Durant l’été 1820 Sadi revoit son frère Hippolyte, venu passer quelques jours en France, et qui vit avec son père. Le 23 juin 1821 le ministère de la guerre lui accorde un congé sans solde pour qu’il puisse rendre visite à son père exilé à Magdebourg. C’est là qu’avec son père, il commence à s’intéresser aux machines à vapeur, puisque c’est à Madgebourg trois ans plus tôt qu’avait été construite la première machine. Dès son retour à Paris, il entame une réflexion sur ce qui devint la thermodynamique. Ses premiers travaux importants datent des années 1822-1823. À la mort de son père, en août 1823, son frère Hippolyte rentre à Paris et l’aide à rédiger ses écrits « afin de s’assurer qu’ils seraient compris par des personnes vouées à d’autres études ». Depuis sa mise en disponibilité, Sadi s’est tenu à l’écart des courants politiques qui attirent la jeunesse libérale, il ne semble pas non plus attiré par les groupements scientifiques organisés tels la Société philomathique de Paris dont les membres nourrissent l’ambition d’accéder à l’Académie des Sciences. Il participa cependant à une réunion polytechnique industrielle où il semble qu’il ait fait un exposé sur une formule propre à représenter la puissance motrice de la vapeur d’eau.
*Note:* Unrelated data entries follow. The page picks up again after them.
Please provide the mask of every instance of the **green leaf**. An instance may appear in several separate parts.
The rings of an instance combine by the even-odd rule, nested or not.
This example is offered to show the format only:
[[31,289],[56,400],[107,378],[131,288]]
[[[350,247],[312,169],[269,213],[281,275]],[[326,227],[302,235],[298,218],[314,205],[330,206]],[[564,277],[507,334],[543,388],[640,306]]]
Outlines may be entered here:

En octobre 1824, le lieutenant d’état-major se réveille en Sadi qui réalise un travail topographique sur la route de Coulommiers à Couilly-Pont-aux-Dames. En 1825 il fait un travail analogue sur la route de Villeparisis au bac de Gournay-sur-Marne. Le 10 décembre 1826 est signée l’ordonnance portant organisation du corps royal d’état-major et le 31 décembre Sadi est détaché à la suite du 7e régiment d’infanterie en garnison à Thionville. « Engagé dans des affaires d’intérêt que je ne pourrais pas abandonner subitement sans pertes très sensibles pour moi », Sadi obtient un congé de trois mois à demi-solde. Le 6 mars 1827, il réitère sa demande, faisant valoir son peu d’aptitude au service dans l’infanterie et obtient sa réintégration dans le génie à compter du 25 mars 1827 et son maintien en congé, cette fois sans solde, jusqu’au 15 septembre 1827. Après une réorganisation de l’état-major, il est envoyé à Auxonne qui est une ancienne place forte de Côte-d’Or. Le 27 septembre 1827 il est promu au grade de capitaine en second du génie.
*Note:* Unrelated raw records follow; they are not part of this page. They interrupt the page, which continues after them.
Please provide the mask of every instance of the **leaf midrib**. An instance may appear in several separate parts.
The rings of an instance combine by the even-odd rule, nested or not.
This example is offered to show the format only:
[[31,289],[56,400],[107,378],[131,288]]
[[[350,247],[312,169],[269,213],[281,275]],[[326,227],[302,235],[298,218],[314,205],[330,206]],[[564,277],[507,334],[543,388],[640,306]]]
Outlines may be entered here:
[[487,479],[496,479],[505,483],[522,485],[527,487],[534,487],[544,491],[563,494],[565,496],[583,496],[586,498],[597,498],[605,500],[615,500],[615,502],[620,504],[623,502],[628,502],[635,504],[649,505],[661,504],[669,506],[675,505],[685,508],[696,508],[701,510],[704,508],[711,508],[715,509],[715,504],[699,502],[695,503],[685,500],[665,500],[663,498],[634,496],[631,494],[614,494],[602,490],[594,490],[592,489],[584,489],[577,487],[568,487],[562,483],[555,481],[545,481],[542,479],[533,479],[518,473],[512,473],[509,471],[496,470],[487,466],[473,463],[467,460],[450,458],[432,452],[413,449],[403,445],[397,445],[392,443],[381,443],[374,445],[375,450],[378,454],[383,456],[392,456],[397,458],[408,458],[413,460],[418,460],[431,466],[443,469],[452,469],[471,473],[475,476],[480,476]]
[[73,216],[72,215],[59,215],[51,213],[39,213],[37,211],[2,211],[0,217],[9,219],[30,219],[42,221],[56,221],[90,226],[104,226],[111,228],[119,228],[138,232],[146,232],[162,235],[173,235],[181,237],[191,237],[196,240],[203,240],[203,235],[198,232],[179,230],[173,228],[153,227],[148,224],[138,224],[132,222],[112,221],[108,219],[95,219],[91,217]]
Le 21 avril 1828, Sadi propose sa démission de l’armée « pour la gestion de mes affaires personnelles et particulièrement pour les soins à donner à un procès dans lequel je suis intéressé [et dont] je suis loin d’apercevoir le terme […] me voyant par ma position hors d’état d’exercer aujourd’hui mes fonctions sans compromettre ce que je possède ». Le 19 mai 1828 le Ministère de la Guerre accepte sa démission : depuis sa sortie de l’École de Metz, Sadi Carnot a à peine effectué quinze mois de service militaire actif, y compris les levées topographiques. Quant au procès dans lequel il semble impliqué, il est difficile d’en savoir plus même si son livret d’adresse mentionne le nom de Giraudeau, qui tenait un cabinet d’affaires contentieuses rue Sainte-Anne. Bien que n’ayant pas atteint le statut de demi-solde, Sadi peut maintenant rejoindre Paris et se consacrer à une vie d’études et de recherches personnelles.